Most of what’s on display is in the figurative framework, though none of it is without some abstraction. It’s the completely non-representative that I can make the strongest case for. For instance, there is one piece in the backroom of the show, the largest one in the lot, that doesn’t appear on the checklist or the website, but which I didn’t dream up because I have a photo of it. In the center are two triangles, one silver and one yellow, that connect at their bases. A green band stretches across the canvas and the multicolored background looks like a starry sky at night.
Another piece worth looking into is Martin Luther King (1967) painted a year before the civil rights leader was assassinated. It’s an oil and collage on canvas that presents three focal points in one but all of its corners. In the top right corner is two yellow lines that appear to bisect and explode into a yellow shooting star that alights the work. The background is a brownish red streaked with crosshatched reds and oranges that give it a denser feel to it. In the bottom right corner is a black hand, thumb not visible, with some faint phosphorescent green that adds a glowing orb effect. The handprint, reminiscent of David Hammons work of the same era, reaches out with the eerie precognition as if already mourning King and begging for some assistance in grief. The top left corner features a black box, which might be the background peaking out before it was turned red, but, nevertheless, it becomes another unique part of the whole.

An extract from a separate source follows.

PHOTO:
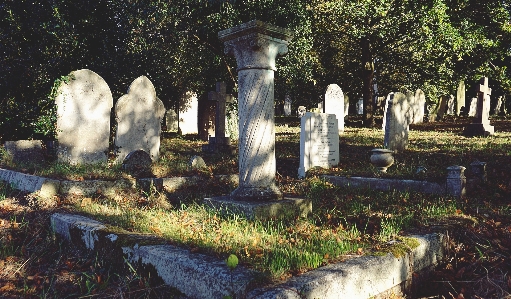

The show begins in the year of Roe v. Wade, the same year Smith began painting political scenes. (His first was in response to the backlash of that landmark decision.) As Amiri Baraka said of Smith’s work, “[C]ivil rights leaders and militants are caught in paint like fixed artifacts of the black creative aesthetic.” As a member of the Black Arts Movement, Smith sought to amend a problem he saw firsthand: “We went through the hallowed halls of these museums and…we didn't see anything reflect the black experience or black contribution to American culture,” he told Afro American Newspapers. In 1999 the Metropolitan Museum of Art bought the first of three of his paintings.
The beatific The Sights and Sounds of Night (1972) recalls another somnambulant highlight, Whistler’s (1875)
Nocturne in Black and Gold – The Falling Rocket (1875), but despite the numerous comparisons I’ve made, the works are their own frame of reference one must consider on their own.